Chile regulator tightens restart rules at Codelco’s El Teniente after fatal collapse

Chile regulator tightens restart rules at Codelco’s El Teniente after fatal collapse
Photo: Codelco/ Flickr

Sernageomin, Chile’s mining regulator, and Codelco, state copper producer, have set stricter conditions for bringing shuttered zones of the El Teniente mine back online after a July 31 collapse that killed six workers. The regulator now requires a mine-wide follow-up and monitoring plan to assure stability and safety across underground deposits that remain closed. Codelco—having initially halted all operations at its most profitable asset—has reopened eight of 12 sectors while work continues to restore others.  

Regulator’s requirements and restart path

Under the document issued by Sernageomin, Codelco must implement comprehensive monitoring and control of underground operations before any further restart approvals. The company had already been asked to submit root-cause analyses, control-measure reports, repair and recovery plans, and a technical review of fortification systems with improvement proposals. Authorities have cleared progress in some areas, but the new framework formalizes a mine-wide safety regime before additional units resume production.  

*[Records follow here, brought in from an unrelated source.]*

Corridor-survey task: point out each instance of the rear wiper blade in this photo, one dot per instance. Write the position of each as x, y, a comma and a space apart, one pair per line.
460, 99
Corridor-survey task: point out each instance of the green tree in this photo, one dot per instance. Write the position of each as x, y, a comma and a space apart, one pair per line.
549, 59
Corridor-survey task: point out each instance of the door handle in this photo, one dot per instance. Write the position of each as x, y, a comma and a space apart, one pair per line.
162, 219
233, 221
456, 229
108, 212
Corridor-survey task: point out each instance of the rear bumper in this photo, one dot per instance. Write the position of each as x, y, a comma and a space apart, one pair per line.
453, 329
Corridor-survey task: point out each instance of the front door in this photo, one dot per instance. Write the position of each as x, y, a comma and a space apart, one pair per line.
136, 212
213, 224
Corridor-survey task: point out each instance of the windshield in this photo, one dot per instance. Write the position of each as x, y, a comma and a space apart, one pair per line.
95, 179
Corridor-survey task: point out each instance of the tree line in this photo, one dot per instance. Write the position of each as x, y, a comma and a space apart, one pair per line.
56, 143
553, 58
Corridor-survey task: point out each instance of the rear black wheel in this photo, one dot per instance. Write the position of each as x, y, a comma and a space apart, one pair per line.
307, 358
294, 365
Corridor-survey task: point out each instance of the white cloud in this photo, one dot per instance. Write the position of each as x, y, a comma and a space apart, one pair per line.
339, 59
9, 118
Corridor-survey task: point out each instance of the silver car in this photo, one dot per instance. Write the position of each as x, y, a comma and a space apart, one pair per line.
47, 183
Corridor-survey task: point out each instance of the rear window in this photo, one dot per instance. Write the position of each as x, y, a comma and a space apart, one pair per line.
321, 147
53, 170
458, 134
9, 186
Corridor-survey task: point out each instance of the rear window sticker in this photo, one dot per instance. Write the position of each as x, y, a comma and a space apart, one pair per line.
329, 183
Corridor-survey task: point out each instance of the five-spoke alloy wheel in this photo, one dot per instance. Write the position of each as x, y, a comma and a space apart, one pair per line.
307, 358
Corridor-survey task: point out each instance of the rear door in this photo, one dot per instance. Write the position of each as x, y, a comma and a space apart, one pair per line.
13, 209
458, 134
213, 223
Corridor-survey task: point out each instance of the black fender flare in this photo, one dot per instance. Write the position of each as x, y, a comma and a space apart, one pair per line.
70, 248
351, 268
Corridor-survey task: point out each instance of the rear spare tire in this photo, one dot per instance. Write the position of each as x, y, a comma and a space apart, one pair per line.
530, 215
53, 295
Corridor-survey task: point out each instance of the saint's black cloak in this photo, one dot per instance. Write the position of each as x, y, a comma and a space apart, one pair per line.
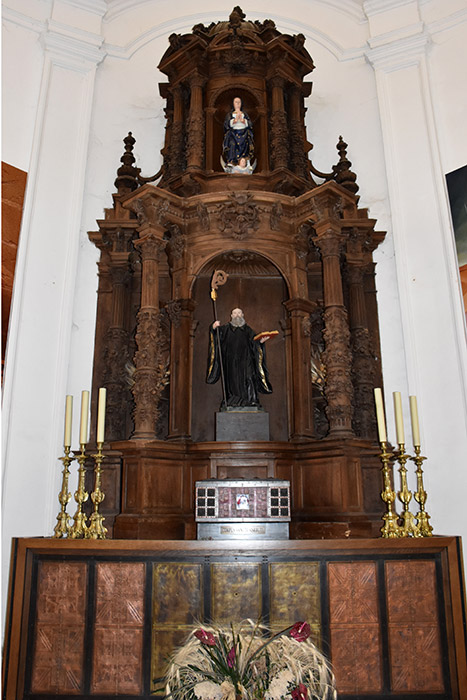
244, 363
238, 143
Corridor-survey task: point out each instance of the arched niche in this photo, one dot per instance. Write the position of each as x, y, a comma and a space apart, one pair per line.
219, 104
257, 286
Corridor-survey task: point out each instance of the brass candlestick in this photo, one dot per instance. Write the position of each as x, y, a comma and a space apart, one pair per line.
390, 527
62, 528
420, 496
408, 526
79, 527
96, 529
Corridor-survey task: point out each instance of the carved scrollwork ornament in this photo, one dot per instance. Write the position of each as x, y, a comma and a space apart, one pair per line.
149, 247
174, 312
238, 217
152, 358
176, 241
203, 216
275, 216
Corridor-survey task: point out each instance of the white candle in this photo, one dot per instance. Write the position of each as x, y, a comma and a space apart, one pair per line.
399, 419
83, 428
101, 414
414, 419
68, 418
380, 415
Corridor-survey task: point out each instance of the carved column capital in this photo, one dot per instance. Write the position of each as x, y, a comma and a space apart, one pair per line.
277, 81
150, 244
329, 243
300, 307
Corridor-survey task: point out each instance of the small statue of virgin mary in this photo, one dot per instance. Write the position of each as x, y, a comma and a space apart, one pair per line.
238, 137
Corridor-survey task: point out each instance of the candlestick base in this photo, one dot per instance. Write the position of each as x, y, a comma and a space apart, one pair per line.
390, 518
79, 527
96, 529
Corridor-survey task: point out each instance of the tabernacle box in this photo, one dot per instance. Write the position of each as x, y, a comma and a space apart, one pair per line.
242, 509
266, 335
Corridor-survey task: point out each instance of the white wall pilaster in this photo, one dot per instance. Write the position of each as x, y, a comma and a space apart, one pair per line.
40, 324
434, 341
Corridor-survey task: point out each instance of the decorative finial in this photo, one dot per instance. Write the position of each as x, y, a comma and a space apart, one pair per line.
344, 176
127, 174
236, 17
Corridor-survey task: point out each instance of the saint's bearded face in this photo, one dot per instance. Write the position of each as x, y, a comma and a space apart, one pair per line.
237, 318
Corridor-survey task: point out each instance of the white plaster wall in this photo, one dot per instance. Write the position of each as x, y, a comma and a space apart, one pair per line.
352, 95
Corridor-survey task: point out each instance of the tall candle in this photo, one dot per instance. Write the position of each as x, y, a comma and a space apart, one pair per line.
83, 428
68, 419
380, 415
414, 420
101, 414
399, 419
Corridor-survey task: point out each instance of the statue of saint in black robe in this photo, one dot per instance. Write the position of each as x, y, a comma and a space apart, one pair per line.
243, 360
238, 135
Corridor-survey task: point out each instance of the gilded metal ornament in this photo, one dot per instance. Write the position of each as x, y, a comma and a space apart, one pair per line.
390, 518
63, 527
420, 496
78, 529
96, 529
409, 526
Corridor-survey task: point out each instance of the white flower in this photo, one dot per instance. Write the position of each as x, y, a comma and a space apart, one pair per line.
207, 690
279, 685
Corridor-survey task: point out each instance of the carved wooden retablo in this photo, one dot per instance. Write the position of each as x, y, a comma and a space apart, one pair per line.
237, 192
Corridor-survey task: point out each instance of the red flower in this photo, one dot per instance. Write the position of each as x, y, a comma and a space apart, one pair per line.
300, 692
231, 658
206, 638
300, 631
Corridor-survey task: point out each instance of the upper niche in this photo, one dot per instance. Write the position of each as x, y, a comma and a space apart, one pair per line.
206, 70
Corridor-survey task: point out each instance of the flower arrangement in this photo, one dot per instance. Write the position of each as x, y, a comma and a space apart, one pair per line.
224, 663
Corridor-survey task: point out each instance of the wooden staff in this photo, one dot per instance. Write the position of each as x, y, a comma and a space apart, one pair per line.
219, 277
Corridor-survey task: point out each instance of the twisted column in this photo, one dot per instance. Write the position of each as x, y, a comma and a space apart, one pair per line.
337, 355
116, 354
364, 421
150, 374
302, 402
278, 124
195, 125
299, 159
180, 314
177, 136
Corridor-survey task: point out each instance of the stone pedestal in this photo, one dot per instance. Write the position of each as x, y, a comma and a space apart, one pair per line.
242, 425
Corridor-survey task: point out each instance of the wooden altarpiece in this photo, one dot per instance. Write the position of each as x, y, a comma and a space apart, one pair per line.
298, 252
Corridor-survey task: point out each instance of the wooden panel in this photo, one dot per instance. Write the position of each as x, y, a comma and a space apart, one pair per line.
322, 484
378, 596
177, 605
118, 636
235, 591
295, 594
414, 643
355, 634
177, 593
60, 622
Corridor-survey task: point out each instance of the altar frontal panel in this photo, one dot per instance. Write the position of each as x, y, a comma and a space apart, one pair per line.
90, 622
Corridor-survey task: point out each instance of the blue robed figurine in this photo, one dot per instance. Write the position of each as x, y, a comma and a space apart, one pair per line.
238, 136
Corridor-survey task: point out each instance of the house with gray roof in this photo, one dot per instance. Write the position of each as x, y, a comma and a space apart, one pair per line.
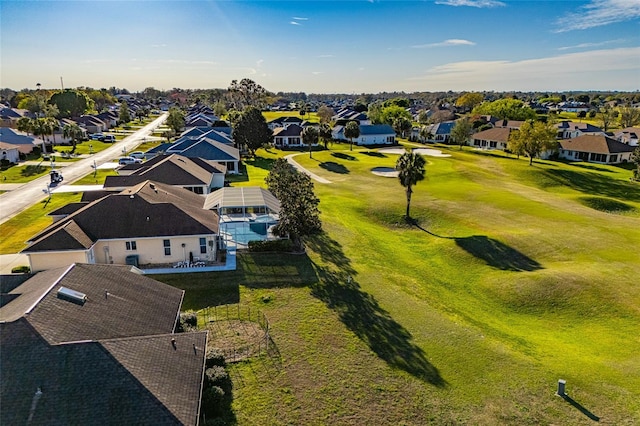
96, 344
595, 149
146, 225
370, 134
194, 174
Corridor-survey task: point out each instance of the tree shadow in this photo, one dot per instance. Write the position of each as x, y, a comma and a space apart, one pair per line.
497, 254
344, 156
361, 313
581, 408
375, 154
334, 167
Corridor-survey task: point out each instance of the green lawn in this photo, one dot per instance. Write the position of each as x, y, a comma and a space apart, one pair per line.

Status of key sectors and production outlook

Codelco says it is gradually reopening Andes Norte and Diamante following approvals by Sernageomin and the labor inspectorate. The Recursos Norte and Andesita units remain shut; the latter was the area most affected by the collapse. Management has already lowered 2025 copper guidance to reflect the disruption at El Teniente, with executives indicating an output loss of about 33,000 metric tons at the operation. Company-wide guidance has been trimmed to roughly 1.34–1.37 million tons for 2025, from 1.37–1.40 million tons earlier this year.  

Market impact and pricing

Copper prices firmed in early August as traders weighed Chilean supply risk alongside evolving U.S. tariff policy, with the LME three-month contract trading near the high-$9,600s per tonne at points during the month. The tariff-driven arbitrage that had sent U.S. prices far above LME levels has since unwound, but nearby LME spreads and inventories have remained sensitive to headlines about Chilean operations and restart timelines.  

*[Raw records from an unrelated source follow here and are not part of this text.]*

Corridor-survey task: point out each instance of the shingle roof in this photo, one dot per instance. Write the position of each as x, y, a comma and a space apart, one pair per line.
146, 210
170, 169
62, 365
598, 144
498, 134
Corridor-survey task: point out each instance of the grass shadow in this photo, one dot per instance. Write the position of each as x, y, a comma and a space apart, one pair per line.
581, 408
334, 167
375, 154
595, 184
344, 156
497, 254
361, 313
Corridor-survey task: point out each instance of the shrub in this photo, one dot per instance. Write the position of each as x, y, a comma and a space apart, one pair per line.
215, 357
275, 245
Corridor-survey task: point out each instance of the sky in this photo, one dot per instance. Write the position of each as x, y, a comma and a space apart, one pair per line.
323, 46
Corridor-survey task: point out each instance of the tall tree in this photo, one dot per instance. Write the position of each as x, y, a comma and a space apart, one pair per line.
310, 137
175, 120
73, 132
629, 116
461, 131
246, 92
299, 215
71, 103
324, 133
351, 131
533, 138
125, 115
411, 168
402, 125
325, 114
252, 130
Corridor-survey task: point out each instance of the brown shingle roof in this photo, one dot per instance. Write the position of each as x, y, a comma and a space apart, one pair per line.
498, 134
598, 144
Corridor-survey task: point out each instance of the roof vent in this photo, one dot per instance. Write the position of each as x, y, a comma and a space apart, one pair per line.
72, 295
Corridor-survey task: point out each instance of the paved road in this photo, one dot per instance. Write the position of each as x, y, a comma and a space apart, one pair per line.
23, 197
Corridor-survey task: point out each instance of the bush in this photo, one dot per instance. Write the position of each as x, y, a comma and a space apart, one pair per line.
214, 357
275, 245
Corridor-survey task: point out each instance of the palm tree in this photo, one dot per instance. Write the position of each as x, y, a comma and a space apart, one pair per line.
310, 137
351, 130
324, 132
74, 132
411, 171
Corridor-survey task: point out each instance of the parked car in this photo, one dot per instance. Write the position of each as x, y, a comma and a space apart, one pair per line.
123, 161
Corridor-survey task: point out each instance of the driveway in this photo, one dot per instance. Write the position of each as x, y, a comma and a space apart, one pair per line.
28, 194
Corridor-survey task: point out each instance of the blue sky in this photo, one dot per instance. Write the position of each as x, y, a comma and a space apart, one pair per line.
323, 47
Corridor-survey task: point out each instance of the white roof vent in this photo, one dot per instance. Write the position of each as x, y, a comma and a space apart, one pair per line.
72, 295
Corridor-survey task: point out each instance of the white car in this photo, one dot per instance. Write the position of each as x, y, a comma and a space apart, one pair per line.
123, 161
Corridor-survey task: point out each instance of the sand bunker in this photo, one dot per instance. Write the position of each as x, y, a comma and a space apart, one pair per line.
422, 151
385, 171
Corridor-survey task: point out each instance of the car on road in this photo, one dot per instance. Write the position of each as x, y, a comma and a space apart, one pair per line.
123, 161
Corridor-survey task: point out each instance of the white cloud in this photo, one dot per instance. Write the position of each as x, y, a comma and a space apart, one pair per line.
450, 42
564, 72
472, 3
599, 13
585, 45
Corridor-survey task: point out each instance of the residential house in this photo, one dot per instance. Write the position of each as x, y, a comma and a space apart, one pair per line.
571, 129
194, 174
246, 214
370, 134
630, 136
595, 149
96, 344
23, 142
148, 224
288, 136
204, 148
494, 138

Company Background and Market Context

Codelco is the world’s largest copper producer, operating an extensive portfolio of Chilean mines. El Teniente, in the Andes south of Santiago, is a vast block-cave complex with thousands of kilometers of tunnels and a central role in the company’s cash generation. In the weeks after the accident, Codelco replaced El Teniente’s mine manager and began a staged reopening of unaffected zones under tighter oversight. The regulator’s new requirements add mine-wide monitoring to the suite of safety deliverables already in place.

Copper is a backbone material for electrification—power grids, EVs, and data centers—and price direction this quarter has reflected a tug-of-war between macro signals and supply headlines. LME prices hovered around $9,600–$9,700 per tonne in mid-August as the market balanced Chilean disruptions, shifting U.S. tariff policy and inventory moves. Near-term, clarity on El Teniente’s restart cadence will help define how much of the Chile risk premium persists.